We understand the reviewers concern about these limitations of our study methodology. We appreciate that a parent-reported survey is certainly not applied as diagnostic clinical criteria and did not intend to do so in this study. We have clarified in the discussion that our intention was to highlight some of the caregiver-reported signs and symptoms that may overlap with a clinician-utilized survey for diagnosis. In addition, we have clarified that study team who created the questionnaire were clinicians who have experience with Rett patients, including a pediatric neurologist, clinical geneticist and developmental psychologist. However, these individuals assisted in study design, and did not intend to utilize the survey for in person evaluations and diagnostic purposes. Again, we certainly appreciate the significance of this comment and hope the reviewers find our revisions appropriate to dismiss any readers’ concern about the use of this sort of survey in our study and in further diagnostic situations.

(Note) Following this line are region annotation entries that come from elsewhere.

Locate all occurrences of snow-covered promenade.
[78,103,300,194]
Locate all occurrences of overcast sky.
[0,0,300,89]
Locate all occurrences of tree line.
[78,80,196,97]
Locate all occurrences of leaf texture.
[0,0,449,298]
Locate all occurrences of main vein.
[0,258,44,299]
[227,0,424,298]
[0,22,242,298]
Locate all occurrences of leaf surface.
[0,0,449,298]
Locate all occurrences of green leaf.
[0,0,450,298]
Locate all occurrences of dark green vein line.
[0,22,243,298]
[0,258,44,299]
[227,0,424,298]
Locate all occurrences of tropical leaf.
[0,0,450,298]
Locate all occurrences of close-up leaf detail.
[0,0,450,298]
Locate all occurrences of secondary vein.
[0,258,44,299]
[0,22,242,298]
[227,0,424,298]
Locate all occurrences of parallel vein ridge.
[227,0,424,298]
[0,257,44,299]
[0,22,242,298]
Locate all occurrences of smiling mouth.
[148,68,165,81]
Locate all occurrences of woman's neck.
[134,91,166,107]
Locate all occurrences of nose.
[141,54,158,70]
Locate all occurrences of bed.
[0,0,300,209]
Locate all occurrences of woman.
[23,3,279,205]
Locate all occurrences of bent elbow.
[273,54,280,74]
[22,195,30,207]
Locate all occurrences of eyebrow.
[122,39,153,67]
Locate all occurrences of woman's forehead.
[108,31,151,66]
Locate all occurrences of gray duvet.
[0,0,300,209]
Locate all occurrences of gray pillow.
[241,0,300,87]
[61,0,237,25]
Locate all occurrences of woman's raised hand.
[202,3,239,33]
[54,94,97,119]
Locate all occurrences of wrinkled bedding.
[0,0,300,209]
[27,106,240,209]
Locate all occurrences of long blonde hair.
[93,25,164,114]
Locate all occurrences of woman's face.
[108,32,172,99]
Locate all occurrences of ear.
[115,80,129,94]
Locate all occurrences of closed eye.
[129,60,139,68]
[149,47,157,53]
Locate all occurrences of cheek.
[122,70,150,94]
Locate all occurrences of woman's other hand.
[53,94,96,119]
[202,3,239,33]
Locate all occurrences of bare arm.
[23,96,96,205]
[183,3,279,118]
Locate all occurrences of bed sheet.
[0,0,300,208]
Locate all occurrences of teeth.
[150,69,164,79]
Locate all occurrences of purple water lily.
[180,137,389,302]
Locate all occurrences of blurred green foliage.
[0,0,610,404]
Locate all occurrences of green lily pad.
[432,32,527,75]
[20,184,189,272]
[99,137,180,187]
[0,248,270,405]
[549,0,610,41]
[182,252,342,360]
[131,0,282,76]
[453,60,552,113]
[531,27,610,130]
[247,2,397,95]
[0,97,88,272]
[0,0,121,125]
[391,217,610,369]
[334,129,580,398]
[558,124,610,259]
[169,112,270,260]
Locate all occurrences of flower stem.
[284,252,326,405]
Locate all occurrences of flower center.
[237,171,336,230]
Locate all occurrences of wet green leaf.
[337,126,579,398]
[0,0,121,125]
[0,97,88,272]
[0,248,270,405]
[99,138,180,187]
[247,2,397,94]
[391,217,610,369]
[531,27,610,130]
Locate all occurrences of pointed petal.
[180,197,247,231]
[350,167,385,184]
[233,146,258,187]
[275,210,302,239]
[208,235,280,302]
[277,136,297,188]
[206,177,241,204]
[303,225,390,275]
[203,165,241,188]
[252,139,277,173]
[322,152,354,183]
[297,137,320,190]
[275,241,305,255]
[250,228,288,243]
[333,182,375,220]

The clinical utility of the findings is also questionable. Neurologists and geneticists are well aware of the limitations of clinical phenotyping. It is well-described that a diagnosis of atypical Rett syndrome is non-specific as to genetic etiology therefore would require further testing with exome or genome sequencing to cast a broad net on all possible genetic etiologies. The suggestion to focus-in specifically on HNRNPH2-related neurodevelopmental disorder seems counterintuitive and unhelpful from a diagnostic perspective. The authors are most appreciative and supportive of this comment! The authors propose that this study is merely another example of identifying a clinical phenotype with a newly described genetic etiology. We are certainly not suggesting that readers should specifically think of HNRNPH2 as the sole (or one of the few) genotype when thinking of atypical RTT, we are suggesting that HNRNPH2 should be included on any gene panels or clinical phenotype descriptions for genetic testing which is more commonly being used in an array of neurodevelopmental disorders. The authors have modified the text to assure this comment is described fully in the text revision.
The findings would certainly have greater validity if the cohort were to be assessed in-person by clinicians familiar with Rett syndrome diagnostic criteria, but even then the significance and clinical utility of the findings would remain in question. Again, the authors are in agreement with this comment! The authors are continuously meeting with families affected by this rare disorder, and this initial case series was to bring about awareness of the clinical phenotype. The authors are planning to include standardized, validated prospective testing for these features with in-person assessments at future clinic evaluations.
Round 2
Reviewer 3 Report
There additional clarifying statements in the text are beneficial.